Supergravity and Supersymmetry Breaking in Four and Five Dimensions

TL;DR

This paper explores supersymmetry breaking mechanisms in heterotic string compactifications, comparing four- and five-dimensional perspectives, and derives implications for supergravity and soft breaking terms.

Contribution

It provides a detailed analysis of supersymmetry breaking in heterotic string models from both 4D and 5D viewpoints, including derivation of soft terms and higher-order effects.

Findings

Consistent 4D supergravity from 5D gauge sectors

Higher-order terms modify gauge kinetic functions

Supersymmetry breaking linked to condensates on walls

Abstract

We discuss supersymmetry breaking in the field-theoretical limit of the strongly-coupled heterotic string compactified on a Calabi-Yau manifold, from the different perspectives of four and five dimensions. The former applies to light degrees of freedom below the threshold for five-dimensional Kaluza-Klein excitations, whereas the five-dimensional perspective is also valid up to the Calabi-Yau scale.

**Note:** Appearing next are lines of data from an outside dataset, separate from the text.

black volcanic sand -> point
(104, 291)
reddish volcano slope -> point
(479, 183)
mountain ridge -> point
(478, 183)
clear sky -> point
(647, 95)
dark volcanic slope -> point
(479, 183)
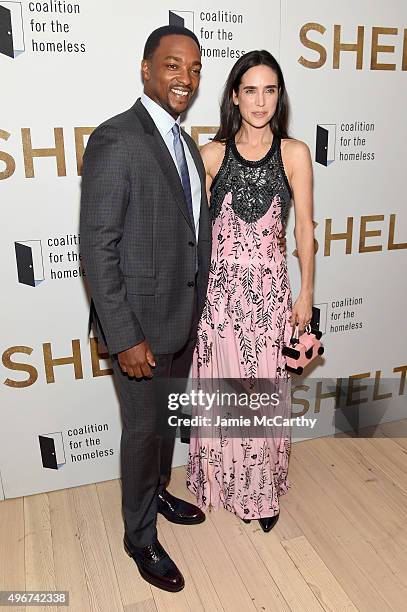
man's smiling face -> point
(171, 75)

We show how, in the latter case, two gauge sectors separated in the fifth dimension are combined to form a consistent four-dimensional supergravity. In the lowest order of the $\kappa^{2/3}$ expansion, we show how a four-dimensional supergravity with gauge kinetic function $f_{1,2}=S$ is reproduced, and we show how higher-order terms give rise to four-dimensional operators that differ in the two gauge sectors. In the four-dimensional approach, supersymmetry is seen to be broken when condensates form on one or both walls, and the goldstino may have a non-zero dilatino component. As in the five-dimensional approach, the Lagrangian is not a perfect square, and we have not identified a vacuum with broken supersymmetry and zero vacuum energy. We derive soft supersymmetry-breaking terms for non-standard perturbative embeddings, that are relevant in more general situations such as type I/type IIB orientifold models.